= Volatilome =

All the volatile organic and inorganic compounds released by an organism

The volatilome (sometimes termed volatolome or volatome) contains all of the volatile metabolites as well as other volatile organic and inorganic compounds that originate from an organism, super-organism, or ecosystem. The atmosphere of a living planet could be regarded as its volatilome. While all volatile metabolites in the volatilome can be thought of as a subset of the metabolome, the volatilome also contains exogenously derived compounds that do not derive from metabolic processes (e.g. environmental contaminants), therefore the volatilome can be regarded as a distinct entity from the metabolome.
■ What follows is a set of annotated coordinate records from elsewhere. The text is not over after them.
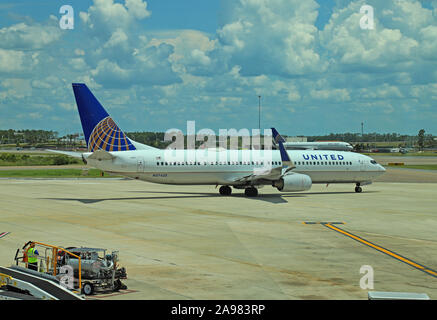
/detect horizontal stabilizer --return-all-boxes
[88,150,115,161]
[46,149,82,158]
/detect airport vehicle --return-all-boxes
[284,141,354,151]
[58,247,127,295]
[14,241,127,295]
[52,83,385,197]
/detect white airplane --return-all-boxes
[284,141,353,151]
[51,83,385,197]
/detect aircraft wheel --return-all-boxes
[244,187,258,197]
[219,186,232,196]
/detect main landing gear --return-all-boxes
[244,187,258,197]
[219,186,232,196]
[219,186,258,197]
[355,182,363,193]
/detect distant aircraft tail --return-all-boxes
[72,83,155,152]
[272,128,295,169]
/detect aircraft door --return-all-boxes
[137,158,144,172]
[358,159,366,171]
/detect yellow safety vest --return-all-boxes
[27,248,38,263]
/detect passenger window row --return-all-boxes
[297,161,352,166]
[156,161,281,166]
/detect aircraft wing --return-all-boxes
[230,128,296,183]
[233,167,282,183]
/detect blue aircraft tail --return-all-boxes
[72,83,136,152]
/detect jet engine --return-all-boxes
[273,173,313,192]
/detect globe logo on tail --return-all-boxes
[88,117,136,152]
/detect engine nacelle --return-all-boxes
[273,173,313,192]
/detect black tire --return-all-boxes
[219,186,232,196]
[114,279,123,291]
[244,187,258,197]
[82,282,94,296]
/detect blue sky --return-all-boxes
[0,0,437,135]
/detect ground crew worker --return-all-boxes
[27,242,39,271]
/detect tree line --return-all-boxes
[0,129,437,149]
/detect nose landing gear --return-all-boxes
[355,182,363,193]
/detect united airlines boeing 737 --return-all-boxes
[50,83,385,197]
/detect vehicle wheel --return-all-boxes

The volatilome is a component of the 'aura' of molecules and microbes (the 'microbial cloud') that surrounds all organisms.

==Odor profile==
All volatile metabolites detectable by the human nose are termed an 'odour profile'. The association of altered odour profiles with disease states has long been documented in both eastern and western medicine, and recent advances in robotic sample introduction have increased interest in the volatilome as a source for biomarkers that can be used for non-invasive screening for disease. Volatile profiles can be collected via active or passive sampling and analysis is predominantly undertaken using gas chromatography–mass spectrometry, with a variety of direct or indirect sample introduction techniques.